Synopsis of the Dissertation - 一個關於切割影片以產生單一/多重場景背景之研究

CHAPTER 1 INTRODUCTION

1.7 Synopsis of the Dissertation

The rest of the dissertation is organized as follows. Chapter 2 describes the proposed sprite generation method with automatically generated segmentation masks. In Chapter 3, the proposed sprite generation method without using segmentation masks will be introduced. The fast multiple sprite partition and reference frame selection methods are proposed in Chapter 4.

Some conclusions and future research directions are drawn in Chapter 5.

zoomed-out frame

reference frame up-sampling

CHAPTER 2 AUTOMATIC GENERATION OF SEGMENTATION MASKS FOR SPRITE GENERATION

In this chapter, we will propose a sprite generator with an automatic generation of segmentation masks. The generation process contains two passes. The first pass generates a coarse sprite by conventional averaging blending method. Then we generate segmentation masks of every frame automatically from the coarse sprite. In the second pass of sprite generation, the final sprite is generated with the generated segmentation masks to reduce the effect of moving objects. The details of the proposed generator are described as follows.

2.1 Proposed Two-Pass Sprite Generation

As Fig. 1.1 shows, MPEG-4’s sprite generation framework requires auxiliary segmentation masks to reduce the effect of moving objects. Segmentation masks are used in global motion estimation to raise the estimation accuracy. These masks can also be used to avoid moving objects attending the sprite blending. It is impractical to build these masks manually. Thus an automatic generation of segmentation masks is necessary. Since the sprite is a merged background in the video sequence, it can be used as a reference background for moving object detection.

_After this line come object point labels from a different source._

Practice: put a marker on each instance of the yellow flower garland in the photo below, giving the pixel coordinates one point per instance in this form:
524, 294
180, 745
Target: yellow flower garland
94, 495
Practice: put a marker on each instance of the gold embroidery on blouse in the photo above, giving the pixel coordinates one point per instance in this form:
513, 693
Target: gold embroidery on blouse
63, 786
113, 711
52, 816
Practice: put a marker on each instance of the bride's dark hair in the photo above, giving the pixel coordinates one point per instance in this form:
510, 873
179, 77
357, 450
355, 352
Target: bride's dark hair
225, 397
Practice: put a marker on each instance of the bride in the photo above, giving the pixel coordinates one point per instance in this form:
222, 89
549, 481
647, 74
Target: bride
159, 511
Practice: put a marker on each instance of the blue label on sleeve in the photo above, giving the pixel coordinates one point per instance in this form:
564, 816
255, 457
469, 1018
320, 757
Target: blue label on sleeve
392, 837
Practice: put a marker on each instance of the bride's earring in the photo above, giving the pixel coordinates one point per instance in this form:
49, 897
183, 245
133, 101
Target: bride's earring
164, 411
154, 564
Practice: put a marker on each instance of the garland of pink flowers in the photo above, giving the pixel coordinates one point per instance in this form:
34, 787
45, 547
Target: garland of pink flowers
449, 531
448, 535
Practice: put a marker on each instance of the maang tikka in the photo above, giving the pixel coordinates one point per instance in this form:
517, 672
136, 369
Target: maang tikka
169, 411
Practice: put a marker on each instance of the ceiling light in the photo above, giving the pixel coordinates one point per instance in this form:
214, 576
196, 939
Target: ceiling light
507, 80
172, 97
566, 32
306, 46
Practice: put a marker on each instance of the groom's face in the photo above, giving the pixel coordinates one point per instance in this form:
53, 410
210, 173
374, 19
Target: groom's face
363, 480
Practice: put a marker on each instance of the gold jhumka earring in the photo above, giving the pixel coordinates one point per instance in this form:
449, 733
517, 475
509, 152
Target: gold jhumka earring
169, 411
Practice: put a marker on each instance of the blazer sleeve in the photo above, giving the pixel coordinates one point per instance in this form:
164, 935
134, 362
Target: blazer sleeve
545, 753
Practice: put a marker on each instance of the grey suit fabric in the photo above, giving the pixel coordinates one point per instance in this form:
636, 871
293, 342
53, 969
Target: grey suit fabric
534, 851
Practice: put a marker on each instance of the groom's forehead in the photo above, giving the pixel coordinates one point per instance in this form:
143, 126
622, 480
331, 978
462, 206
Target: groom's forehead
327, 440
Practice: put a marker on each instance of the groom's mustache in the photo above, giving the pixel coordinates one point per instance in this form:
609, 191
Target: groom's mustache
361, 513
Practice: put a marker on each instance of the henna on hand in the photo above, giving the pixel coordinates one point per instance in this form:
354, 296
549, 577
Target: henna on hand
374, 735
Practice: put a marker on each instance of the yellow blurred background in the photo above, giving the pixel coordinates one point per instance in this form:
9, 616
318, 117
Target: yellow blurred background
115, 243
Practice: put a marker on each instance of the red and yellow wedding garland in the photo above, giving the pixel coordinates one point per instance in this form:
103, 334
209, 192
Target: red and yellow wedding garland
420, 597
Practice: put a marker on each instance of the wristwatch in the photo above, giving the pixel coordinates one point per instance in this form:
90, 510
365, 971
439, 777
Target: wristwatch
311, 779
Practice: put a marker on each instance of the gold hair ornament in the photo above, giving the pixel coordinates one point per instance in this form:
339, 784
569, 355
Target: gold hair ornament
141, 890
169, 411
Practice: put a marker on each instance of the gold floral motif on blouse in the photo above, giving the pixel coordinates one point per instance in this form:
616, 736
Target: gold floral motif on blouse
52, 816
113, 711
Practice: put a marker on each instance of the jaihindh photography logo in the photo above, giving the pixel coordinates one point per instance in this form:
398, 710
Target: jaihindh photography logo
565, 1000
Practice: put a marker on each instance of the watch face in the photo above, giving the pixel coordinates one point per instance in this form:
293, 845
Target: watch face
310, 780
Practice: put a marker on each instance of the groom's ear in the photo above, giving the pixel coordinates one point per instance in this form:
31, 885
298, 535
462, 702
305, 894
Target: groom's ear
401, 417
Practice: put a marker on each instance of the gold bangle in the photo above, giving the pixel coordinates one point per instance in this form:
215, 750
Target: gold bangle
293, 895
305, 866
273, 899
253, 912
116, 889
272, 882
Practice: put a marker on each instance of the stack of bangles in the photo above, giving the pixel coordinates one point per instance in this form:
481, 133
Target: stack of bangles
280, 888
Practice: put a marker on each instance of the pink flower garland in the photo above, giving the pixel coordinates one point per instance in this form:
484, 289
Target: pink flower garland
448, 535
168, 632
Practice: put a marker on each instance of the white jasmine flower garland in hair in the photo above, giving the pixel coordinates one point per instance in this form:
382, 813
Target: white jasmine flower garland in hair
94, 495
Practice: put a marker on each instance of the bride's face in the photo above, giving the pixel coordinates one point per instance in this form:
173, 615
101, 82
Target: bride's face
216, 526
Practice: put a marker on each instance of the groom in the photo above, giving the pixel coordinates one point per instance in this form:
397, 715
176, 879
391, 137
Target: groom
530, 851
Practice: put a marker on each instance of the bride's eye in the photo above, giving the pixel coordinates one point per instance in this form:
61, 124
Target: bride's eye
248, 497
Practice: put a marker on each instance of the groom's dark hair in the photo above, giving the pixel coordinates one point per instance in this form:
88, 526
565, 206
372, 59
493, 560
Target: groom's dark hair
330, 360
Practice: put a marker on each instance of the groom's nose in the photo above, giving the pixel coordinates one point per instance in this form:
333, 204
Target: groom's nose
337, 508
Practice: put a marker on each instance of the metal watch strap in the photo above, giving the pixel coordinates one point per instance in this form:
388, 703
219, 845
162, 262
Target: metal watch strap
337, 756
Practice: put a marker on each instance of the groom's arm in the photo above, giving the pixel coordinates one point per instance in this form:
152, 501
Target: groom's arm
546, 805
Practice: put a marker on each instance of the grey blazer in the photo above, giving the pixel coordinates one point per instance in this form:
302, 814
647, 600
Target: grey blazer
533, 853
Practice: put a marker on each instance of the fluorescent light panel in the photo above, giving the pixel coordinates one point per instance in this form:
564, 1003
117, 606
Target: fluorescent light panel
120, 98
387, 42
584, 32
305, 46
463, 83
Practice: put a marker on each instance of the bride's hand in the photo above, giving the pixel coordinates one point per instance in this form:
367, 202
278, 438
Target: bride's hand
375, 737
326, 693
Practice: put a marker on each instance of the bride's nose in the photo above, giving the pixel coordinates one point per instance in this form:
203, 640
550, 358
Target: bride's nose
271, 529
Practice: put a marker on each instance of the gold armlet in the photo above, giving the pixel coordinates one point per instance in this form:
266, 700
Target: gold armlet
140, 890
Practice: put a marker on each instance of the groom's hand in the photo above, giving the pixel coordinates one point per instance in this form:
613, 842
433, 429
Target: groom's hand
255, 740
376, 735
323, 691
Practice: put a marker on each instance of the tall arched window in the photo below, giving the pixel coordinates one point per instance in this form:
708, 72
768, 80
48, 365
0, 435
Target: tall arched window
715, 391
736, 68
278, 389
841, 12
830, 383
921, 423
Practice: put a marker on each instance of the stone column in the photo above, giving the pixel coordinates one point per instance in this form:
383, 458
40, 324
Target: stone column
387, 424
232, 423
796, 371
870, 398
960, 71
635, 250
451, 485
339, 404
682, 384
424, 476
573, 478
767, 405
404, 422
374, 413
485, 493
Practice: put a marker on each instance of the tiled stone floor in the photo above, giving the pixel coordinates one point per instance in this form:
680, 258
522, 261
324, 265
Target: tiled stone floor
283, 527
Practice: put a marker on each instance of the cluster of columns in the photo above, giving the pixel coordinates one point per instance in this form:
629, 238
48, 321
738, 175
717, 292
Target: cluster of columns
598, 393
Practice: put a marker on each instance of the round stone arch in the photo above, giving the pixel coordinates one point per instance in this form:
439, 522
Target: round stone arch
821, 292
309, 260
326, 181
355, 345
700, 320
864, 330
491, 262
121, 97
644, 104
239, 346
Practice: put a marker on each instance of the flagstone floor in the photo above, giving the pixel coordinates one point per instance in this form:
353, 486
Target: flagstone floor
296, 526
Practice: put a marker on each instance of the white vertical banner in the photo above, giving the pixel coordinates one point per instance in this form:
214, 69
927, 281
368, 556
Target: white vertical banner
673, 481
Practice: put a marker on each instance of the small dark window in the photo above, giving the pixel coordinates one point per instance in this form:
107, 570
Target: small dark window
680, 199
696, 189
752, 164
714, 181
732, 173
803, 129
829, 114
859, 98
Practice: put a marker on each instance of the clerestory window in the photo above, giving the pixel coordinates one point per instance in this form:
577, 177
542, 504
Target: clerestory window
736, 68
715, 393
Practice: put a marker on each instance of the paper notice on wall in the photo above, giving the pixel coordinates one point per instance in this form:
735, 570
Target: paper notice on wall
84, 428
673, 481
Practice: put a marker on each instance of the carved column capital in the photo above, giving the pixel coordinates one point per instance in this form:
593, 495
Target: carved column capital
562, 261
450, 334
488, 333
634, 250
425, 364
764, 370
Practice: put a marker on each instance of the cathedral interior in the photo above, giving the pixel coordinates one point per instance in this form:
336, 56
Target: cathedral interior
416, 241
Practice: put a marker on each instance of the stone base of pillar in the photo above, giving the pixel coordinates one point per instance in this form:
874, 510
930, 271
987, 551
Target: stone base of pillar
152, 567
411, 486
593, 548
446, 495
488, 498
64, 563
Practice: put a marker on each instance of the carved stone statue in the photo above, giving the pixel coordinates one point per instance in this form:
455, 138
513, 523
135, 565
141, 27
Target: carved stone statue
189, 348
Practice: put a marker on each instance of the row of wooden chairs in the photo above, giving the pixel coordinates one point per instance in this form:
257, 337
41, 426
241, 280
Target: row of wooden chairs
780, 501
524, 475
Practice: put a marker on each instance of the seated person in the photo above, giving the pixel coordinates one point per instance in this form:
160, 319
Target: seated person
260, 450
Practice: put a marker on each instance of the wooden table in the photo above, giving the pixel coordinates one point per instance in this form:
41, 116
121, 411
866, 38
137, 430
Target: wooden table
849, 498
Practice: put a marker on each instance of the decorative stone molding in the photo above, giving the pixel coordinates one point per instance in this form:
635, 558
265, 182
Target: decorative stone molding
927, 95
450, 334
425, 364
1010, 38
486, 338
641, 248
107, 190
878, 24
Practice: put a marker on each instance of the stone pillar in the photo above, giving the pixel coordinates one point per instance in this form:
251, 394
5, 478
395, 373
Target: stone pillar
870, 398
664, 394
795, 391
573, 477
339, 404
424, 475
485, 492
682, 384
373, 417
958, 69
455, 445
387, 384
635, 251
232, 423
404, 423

2.1.1 Object blurring effect of averaging blending

The averaging blending used in sprite generation has a blurring effect to every pixel in the sprite. If there does not have segmentation masks, the averaging blending blends pixels of moving objects and background together. In case of enough frames are blended, the moving objects will be blurred and only shadows of objects are left in a generated sprite. Fig. 2.1 demonstrates the blurring of moving objects. Figs. 2.1(a) and (b) are an original frame and its reconstructed background from generated sprite, respectively. One can see that the moving player is blended into the sprite, and leave white shadows in the reconstructed background.

Although the quality of reconstructed background is degraded by these shadows, the backgrounds in the original frame are still visible in the reconstructed background.

(a) (b)

Fig. 2.1 Object blurring effect of averaging blending.

(a) Original frame. (b) Reconstructed background of (a).

2.1.2 Frame segmentation in sprite generation

Since reconstructed backgrounds in a sprite generated by averaging blending without segmentation masks are only blurred by moving objects, the reconstructed backgrounds can be used as reference backgrounds to detect moving objects. A two-pass sprite generation with automatic segmentation masks generation is proposed and shown in Fig. 2.2.

Fig. 2.2 The proposed two-pass sprite generator.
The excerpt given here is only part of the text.